The Wallace Collection

The Wallace Collection, A Family Collection, A National Museum, An International Treasure House
Table
  • Table
  • Probably François Rémond (1747 - 1812)
  • Dominique Daguerre (died 1796), commissioned by
  • France
  • 1785
  • Oak frame, black painted copper alloy, gilt bronze, green stone on composite support
  • Object size: 82 x 113.2 x 51.7 cm
  • F317
  • Exhibition Gallery 2
Commentary
History
Further Reading
  • F317 was almost certainly made in 1785 under the direction of the marchand-mercier, Dominique Daguerre, in the workshop of François Rémond. The delicate frieze mounts, featuring masks of Bacchus, cornucopiae, recumbent goats and acanthus and vine scrolls, as well as the Grecian female bust caryatids at the top of each table-leg, are typical neo-classical motifs found on elegant furniture of the last half of the 1780s. The friezes are of exceptionally high quality, and are from models that appear to have been owned by Daguerre as they are found on pieces of furniture by cabinet-makers, for example Martin Carlin and Adam Weisweiler. Both Weisweiler and Carlin are known to have worked regularly for Daguerre, who may have designed the table.

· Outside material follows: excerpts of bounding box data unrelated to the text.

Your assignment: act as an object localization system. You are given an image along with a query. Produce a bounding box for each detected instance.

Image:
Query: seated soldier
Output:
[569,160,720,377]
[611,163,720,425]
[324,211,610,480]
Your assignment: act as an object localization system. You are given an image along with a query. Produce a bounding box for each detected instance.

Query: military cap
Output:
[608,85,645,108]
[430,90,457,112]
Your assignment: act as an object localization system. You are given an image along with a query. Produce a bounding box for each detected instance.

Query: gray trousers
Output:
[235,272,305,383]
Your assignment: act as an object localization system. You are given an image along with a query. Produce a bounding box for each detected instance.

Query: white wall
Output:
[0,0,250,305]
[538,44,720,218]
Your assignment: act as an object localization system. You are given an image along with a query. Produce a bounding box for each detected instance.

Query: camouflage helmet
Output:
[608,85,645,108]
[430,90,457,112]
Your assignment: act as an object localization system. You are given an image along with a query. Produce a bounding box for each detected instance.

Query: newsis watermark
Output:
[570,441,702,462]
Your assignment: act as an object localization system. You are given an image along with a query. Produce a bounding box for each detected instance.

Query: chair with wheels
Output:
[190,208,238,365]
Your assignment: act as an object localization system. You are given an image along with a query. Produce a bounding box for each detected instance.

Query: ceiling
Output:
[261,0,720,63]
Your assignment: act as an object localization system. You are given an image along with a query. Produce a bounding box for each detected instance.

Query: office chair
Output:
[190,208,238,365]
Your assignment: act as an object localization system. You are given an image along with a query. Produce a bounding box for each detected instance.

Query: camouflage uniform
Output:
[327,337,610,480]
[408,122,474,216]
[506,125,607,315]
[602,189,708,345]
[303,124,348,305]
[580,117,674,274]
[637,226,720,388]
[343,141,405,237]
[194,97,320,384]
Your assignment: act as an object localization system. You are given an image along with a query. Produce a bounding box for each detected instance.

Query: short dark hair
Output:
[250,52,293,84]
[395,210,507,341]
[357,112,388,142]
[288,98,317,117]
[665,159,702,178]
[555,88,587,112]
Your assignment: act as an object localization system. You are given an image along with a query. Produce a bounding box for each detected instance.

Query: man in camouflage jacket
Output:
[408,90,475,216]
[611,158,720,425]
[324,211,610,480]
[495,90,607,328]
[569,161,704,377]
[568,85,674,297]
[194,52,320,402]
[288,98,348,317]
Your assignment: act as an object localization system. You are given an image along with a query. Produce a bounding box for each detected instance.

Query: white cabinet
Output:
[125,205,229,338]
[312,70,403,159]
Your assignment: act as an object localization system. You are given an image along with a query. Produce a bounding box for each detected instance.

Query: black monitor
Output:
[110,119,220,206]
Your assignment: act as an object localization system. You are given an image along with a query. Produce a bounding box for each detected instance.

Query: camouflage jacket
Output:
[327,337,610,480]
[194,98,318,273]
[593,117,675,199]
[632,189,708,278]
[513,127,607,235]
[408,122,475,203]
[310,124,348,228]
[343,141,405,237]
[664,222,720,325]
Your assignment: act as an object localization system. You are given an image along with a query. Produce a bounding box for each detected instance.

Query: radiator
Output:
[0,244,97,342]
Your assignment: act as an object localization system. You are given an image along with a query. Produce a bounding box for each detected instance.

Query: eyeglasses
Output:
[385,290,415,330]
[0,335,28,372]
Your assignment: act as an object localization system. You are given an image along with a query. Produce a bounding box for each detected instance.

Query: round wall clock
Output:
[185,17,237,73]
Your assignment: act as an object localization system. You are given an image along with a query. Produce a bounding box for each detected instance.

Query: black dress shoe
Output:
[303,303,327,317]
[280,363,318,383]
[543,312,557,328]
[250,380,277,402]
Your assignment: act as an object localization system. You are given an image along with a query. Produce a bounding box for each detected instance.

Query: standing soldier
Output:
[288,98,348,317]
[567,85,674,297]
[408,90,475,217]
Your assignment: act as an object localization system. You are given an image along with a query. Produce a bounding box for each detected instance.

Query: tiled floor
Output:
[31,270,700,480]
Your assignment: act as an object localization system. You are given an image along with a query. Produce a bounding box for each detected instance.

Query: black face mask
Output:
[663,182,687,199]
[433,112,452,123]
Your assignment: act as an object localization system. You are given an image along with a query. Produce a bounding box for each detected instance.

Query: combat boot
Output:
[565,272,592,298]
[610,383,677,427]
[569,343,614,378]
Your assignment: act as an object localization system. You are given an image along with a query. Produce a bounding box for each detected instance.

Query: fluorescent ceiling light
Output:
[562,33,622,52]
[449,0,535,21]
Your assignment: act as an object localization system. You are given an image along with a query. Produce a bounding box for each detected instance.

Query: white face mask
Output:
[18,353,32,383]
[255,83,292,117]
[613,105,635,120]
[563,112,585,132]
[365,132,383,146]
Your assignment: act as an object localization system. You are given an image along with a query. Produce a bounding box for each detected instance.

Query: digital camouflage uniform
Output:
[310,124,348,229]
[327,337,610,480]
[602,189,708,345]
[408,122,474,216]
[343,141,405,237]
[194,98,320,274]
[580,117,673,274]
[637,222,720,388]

    The table may have been the one supplied to Daguerre by Rémond on 18 December 1785 for 6,000 livres but it is not known who was Daguerre’s client. The same friezes, which were supplied by Rémond to Daguerre on a number of occasions, are found on a table en chiffonnière in the Wallace Collection (F328), probably also designed by Daguerre. The models of the Grecian busts on the legs may also have belonged to Daguerre. The same figures are also on a console table stamped by Weisweiler in the Royal Collection.
    The models of the friezes were probably inspired by engraved designs in G.-P.Cauvet, 'Frises et ornements à l'usage des sculpteurs', 1777.
    Another table in the Wallace Collection, F318, appears to be a copy but its date is not known.